Home           

                                                                                                                                                                                                                                                                                   I am a Connecticut native, but I lived in California for 15 years through the 60's and early 70's. After I received my BA in Jewelry Making & Weaving in 1970 from California State University at Northridge, I pursued a MA in Educational Psychology while continuing to design and create Jewelry.

I returned to Connecticut in 1978 and worked in the field of counseling and teaching while pursuing my passion for jewelry making and slowly building my studio. After retiring from my private counseling practice in 1993, I have been working full time as a metalsmith.  My studio and gallery are located where I live - in the home that has been in my family for 100 years.  I now teach Jewelry Making in the Art Department at Southern Connecticut State University.

I have often been asked to describe my "style", but have found it nearly impossible to do so.  I have called my work organic, primitive, contemporary; my work is not one of these, but all of them.  My forms are organic, the designs contemporary and primitive at the same time.  I am subtly influenced by Native American, Egyptian and pagan culture, signs and symbols.  Many of my designs are inspired by nature.

Currently I work in Sterling Silver, with accents of Gold which are becoming increasingly more integral to my work.  I never repeat a design.  Each piece is the only creation of it's kind.

Often the stones dictate the design and tell me what the finished piece should be;  sometimes the image  explodes in my mind in a flash and it turns out exactly like the picture. At other times I just start working at my bench, putting different shapes and stones and colors together, building the piece as I go with combinations that surprise me.  

I love to mix unexpected elements: coyote rib bone with sapphire; druzy agate, lapis and sea worm shell; turquoise and fossil whalebone; jasper and agate combined with faceted stones like sapphire, ruby, peridot and citrine, along with wood, leather, polished shells and other sea treasures.  My husband is a lapidary and cuts many of the stones I use in my work.

Metal is often thought of as hard and cold.  I want to show the potential of metal to be so much more than this. I love the way metal can be warm, flowing, soft, liquid: the way it can express as something organic and graceful, arising out of the earth.  I love the color of metals and their wonderful reflective qualities.

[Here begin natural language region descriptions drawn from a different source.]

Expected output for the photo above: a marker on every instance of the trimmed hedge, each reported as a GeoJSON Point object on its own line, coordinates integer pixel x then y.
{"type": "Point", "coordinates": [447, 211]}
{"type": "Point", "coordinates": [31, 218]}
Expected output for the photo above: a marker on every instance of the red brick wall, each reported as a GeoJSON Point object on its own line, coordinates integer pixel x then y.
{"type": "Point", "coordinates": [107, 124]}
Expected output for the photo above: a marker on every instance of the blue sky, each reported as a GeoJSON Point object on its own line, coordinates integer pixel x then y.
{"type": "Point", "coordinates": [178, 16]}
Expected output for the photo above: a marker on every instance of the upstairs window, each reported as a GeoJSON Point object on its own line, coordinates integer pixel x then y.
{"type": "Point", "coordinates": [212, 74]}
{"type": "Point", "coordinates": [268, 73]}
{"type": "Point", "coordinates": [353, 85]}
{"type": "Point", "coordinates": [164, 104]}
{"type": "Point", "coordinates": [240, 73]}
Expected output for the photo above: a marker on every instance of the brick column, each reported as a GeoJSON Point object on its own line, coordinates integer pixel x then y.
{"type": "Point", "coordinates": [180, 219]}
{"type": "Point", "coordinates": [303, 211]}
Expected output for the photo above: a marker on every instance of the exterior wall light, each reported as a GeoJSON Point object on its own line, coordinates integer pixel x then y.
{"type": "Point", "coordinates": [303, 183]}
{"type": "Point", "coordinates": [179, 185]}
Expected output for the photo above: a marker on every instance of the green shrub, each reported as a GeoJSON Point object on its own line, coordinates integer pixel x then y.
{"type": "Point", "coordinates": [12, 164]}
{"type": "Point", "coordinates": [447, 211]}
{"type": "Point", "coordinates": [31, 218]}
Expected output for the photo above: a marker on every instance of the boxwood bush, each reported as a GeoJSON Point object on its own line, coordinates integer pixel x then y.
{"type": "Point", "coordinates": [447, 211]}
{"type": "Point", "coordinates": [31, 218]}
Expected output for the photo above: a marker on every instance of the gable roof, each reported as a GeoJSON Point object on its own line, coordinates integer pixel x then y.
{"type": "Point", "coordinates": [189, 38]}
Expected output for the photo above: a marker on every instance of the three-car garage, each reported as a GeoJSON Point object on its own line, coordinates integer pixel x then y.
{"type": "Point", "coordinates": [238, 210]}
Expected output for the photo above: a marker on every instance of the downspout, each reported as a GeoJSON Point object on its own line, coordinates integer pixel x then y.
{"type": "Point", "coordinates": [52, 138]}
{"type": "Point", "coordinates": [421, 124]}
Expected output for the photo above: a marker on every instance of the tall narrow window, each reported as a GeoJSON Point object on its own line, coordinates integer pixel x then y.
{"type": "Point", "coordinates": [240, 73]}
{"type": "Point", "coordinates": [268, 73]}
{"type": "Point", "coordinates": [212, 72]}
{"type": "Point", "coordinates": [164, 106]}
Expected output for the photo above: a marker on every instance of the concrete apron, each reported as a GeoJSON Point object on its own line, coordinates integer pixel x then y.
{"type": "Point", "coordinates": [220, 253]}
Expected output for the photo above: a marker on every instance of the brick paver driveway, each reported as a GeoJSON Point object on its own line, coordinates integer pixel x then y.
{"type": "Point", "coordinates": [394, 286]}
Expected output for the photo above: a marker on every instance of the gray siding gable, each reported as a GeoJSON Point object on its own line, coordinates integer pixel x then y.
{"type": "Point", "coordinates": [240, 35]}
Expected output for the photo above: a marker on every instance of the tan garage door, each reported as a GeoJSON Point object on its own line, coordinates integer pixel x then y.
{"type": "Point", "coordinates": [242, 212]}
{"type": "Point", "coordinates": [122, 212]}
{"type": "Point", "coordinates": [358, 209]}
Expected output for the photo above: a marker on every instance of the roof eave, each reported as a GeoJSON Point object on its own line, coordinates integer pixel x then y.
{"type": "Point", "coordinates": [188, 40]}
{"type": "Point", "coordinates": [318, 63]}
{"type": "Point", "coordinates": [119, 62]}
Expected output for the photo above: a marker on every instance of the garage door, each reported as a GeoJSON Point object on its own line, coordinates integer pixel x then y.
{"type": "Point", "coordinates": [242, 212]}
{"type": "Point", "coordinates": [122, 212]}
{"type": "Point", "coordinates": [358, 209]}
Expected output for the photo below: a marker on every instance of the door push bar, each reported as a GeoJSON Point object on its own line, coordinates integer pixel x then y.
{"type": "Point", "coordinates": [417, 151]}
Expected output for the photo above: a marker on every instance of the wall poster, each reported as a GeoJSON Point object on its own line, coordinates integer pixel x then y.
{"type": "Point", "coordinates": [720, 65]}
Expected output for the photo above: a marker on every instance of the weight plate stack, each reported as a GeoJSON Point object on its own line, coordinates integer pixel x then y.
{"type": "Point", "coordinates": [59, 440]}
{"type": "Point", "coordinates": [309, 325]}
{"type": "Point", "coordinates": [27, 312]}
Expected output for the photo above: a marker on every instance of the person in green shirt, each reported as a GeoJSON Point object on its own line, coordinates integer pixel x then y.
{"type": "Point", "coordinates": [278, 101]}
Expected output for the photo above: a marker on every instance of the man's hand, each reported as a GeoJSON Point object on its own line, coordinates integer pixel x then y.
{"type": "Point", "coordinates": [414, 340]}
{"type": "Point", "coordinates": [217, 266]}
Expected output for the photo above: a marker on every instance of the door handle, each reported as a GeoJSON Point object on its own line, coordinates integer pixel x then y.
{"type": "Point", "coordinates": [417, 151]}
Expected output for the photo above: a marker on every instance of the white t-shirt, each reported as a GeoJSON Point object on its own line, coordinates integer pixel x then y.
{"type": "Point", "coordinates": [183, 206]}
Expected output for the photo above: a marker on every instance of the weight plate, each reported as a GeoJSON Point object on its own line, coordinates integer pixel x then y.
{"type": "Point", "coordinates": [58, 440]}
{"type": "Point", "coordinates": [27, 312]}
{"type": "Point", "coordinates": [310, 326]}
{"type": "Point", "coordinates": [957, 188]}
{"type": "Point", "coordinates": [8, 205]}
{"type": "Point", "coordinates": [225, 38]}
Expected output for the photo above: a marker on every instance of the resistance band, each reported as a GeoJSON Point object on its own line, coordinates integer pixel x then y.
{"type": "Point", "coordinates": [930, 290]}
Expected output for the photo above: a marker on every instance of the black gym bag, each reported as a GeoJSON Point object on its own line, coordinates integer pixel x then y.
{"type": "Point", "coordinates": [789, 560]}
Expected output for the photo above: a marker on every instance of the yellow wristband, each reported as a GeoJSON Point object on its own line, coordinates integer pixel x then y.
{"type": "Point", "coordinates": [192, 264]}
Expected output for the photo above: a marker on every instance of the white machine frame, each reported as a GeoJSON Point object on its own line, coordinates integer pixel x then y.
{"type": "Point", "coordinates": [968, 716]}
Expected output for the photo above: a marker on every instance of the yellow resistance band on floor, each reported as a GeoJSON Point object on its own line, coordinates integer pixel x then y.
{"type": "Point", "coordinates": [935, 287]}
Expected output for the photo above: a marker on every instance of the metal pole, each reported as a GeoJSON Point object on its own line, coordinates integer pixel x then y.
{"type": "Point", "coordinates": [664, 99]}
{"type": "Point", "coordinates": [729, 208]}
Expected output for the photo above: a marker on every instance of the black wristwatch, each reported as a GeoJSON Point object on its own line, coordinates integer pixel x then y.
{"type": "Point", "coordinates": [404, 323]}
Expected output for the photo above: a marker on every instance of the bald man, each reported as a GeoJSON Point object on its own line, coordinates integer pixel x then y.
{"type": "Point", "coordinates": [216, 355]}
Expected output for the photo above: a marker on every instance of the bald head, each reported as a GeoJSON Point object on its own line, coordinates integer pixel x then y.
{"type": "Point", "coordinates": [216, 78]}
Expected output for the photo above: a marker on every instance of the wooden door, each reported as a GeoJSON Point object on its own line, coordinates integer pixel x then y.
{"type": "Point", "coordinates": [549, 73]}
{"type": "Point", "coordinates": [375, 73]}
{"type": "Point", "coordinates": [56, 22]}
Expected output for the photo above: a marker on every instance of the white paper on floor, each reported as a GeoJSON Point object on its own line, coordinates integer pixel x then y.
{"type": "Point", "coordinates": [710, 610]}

I think of making Jewelry as creating Art as Ornament.  The process of creating each piece becomes a spiritual journey through which I discover a little more of myself.  At the end, each piece stands alone as a statement without words.  I want the meaning for the viewer to be found in each individual's emotional response to my Art.

When at the end of my journey I stand back and really see the piece whole for the first time, I think, with surprise, "So THAT'S what that was about!!